# Scallop & Rib Cardigan--Knit



## Sorlenna (Feb 17, 2011)

I've just finished up a new design, the Scallop & Rib Cardigan. It's worked with a size 9 needle and worsted weight yarn so it goes fast, and this one gave me a chance to learn i-cord trim, which makes the buttonholes and edging (and was much easier than I thought!). Sizes range from 32-34" to 44-46" bust. Make body and sleeves as long as you wish (I like extra long sleeves!).

Pattern: $3.00

You can find it here: http://www.ravelry.com/patterns/library/scallop--rib-cardigan


----------



## peony (Nov 13, 2012)

Oh that's lovely. And I just went to Ravelry and checked out the pullover. beautiful also. I've made a couple of Ashton shawls so would I be able to handle the lace on these do you think?


----------



## Sorlenna (Feb 17, 2011)

Oh, absolutely. It's just yarnovers and decreases by k2tog, ssk, and sk2p.


----------



## laurelarts (Jul 31, 2011)

This is beautiful. I edited your description to include the pattern price, per forum section rules.

Thanks for posting.


----------



## Sorlenna (Feb 17, 2011)

laurelarts said:


> This is beautiful. I edited your description to include the pattern price, per forum section rules.
> 
> Thanks for posting.


Oh, shoot! I knew I forgot something. Thanks!


----------



## laurelarts (Jul 31, 2011)

Sorlenna said:


> Oh, shoot! I knew I forgot something. Thanks!

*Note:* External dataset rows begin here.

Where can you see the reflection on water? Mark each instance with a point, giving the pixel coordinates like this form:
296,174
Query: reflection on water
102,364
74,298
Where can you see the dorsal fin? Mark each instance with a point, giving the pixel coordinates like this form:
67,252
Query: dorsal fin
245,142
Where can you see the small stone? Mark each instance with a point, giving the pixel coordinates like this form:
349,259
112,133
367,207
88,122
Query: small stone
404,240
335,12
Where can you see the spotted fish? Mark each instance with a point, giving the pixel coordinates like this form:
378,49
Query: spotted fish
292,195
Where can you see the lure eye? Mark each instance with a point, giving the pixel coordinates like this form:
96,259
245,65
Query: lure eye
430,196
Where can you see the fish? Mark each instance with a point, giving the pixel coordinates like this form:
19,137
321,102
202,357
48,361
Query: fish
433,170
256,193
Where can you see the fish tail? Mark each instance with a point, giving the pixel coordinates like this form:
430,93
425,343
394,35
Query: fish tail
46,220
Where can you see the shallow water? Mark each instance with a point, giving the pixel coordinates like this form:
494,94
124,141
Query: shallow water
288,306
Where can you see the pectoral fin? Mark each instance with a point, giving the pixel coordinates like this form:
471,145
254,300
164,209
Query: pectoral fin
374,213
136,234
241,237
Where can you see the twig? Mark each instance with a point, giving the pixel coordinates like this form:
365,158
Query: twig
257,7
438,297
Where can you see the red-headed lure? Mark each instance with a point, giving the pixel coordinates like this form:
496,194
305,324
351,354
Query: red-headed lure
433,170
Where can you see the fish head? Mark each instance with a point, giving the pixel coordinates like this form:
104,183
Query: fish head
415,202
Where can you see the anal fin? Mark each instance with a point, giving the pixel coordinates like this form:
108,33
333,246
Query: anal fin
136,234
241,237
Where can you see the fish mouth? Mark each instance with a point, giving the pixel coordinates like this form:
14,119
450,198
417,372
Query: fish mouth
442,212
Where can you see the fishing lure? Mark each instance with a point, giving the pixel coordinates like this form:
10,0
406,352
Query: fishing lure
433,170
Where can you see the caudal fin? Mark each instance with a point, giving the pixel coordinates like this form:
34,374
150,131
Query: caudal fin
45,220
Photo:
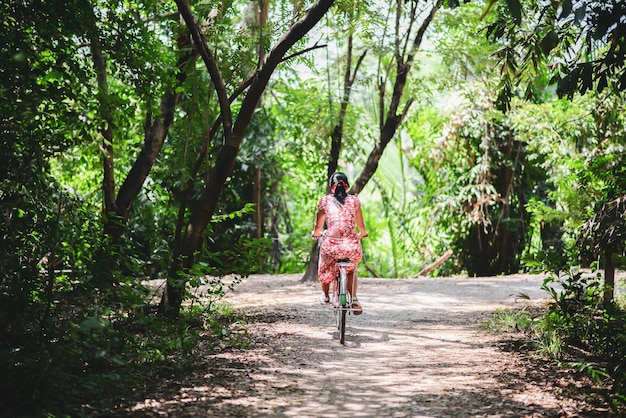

It happens to me all the time.....no problem, we are here checking so one of us will eventually catch it


----------



## run4fittness (May 22, 2011)

very nice!


----------



## Knittingkitty (Sep 25, 2011)

Very beautiful!Love the lacy details on the borders!


----------



## Sorlenna (Feb 17, 2011)

Thank you!


----------



## missmolly (Jun 8, 2011)

Beautiful design :thumbup:


----------



## belleflower (Apr 23, 2013)

That is so elegantxx


----------



## Rainebo (Apr 22, 2012)

Love the pretty scallop edging!


----------



## Sorlenna (Feb 17, 2011)

Rainebo said:


> Love the pretty scallop edging!


I'm very pleased with how it turned out, too. It was a lot of fun to see it taking shape.


----------



## yogandi (Mar 24, 2012)

Very nice design!


----------



## SallyAnn (Apr 21, 2011)

Lovely sweater and great design!


----------



## Sorlenna (Feb 17, 2011)

Thank you--the yarn is also quite warm this chilly morning.


----------



## SouthernGirl (Dec 28, 2011)

Very nice design.


----------



## ainejo (Mar 15, 2012)

Nice one,,


----------



## Cashmeregma (Oct 15, 2012)

I missed this when you posted it, but it is so lovely. I saw the Paloma and then checked your listing of topics and found this. Beautiful patterns Sorlenna and such lovely knitting. :thumbup:


----------



## Sorlenna (Feb 17, 2011)

Angora1 said:


> I missed this when you posted it, but it is so lovely. I saw the Paloma and then checked your listing of topics and found this. Beautiful patterns Sorlenna and such lovely knitting. :thumbup:


Thank you so much!


----------